Closed hettling closed 9 years ago
I use SequenceGetter::get_markers_for_accession to get short descriptions. This queries GenBank for the seed accession number and then looks in the feature table of that sequence for gene names. This works reasonably well for getting a short name (e.g. "COI").
If we're changing the marker table anyway it would be great if it was TSV throughout so that it displays better on github (and is easier to read in R and such).
Note that get_markers_for_accession is now called by the tree plotter, and that this is a costly operation because bioperl automatically throttles requests to genbank. Since running the plotter is a bit of an iterative process (try out different width x height dimensions) this is very wasteful. It would be better if this was done once when building the marker tables.
Both, backbone and clades marker table have now column names with the marker name of the corresponding cluster seed gi. The tables are now pure tsv without the descriptions on the bottom.
smrt-utils mlookup
does not seem to have problems with the new tables, smrt-utils plot
was updated to deal with this. I think I can close this issue now, please reopen when you encounter problems.

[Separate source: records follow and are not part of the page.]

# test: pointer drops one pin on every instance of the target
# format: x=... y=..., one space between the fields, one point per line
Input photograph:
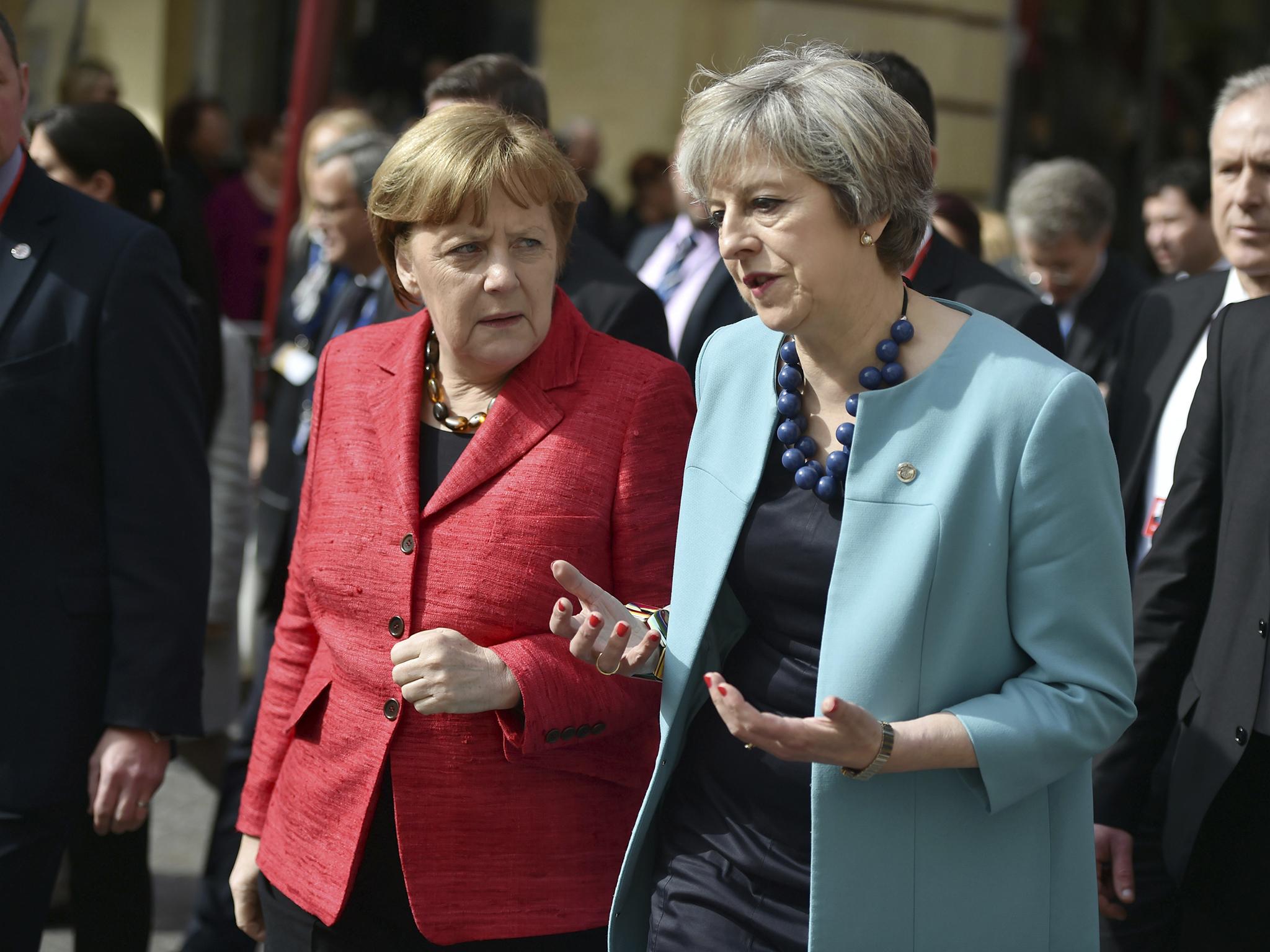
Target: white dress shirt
x=1173 y=425
x=695 y=271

Markers used for inference are exported in a table by
smr bbmerge
andsmrt bbdecompose
, where each marker represents a row. The description of each marker at the bottom of the file is misleading, since only the description of the cluster seed sequence for each marker is shown; the cluster seed sequence however is often not even part of the data used and the taxon is not in all cases in our list of taxa.It would be good to parse a short, very general description for each marker.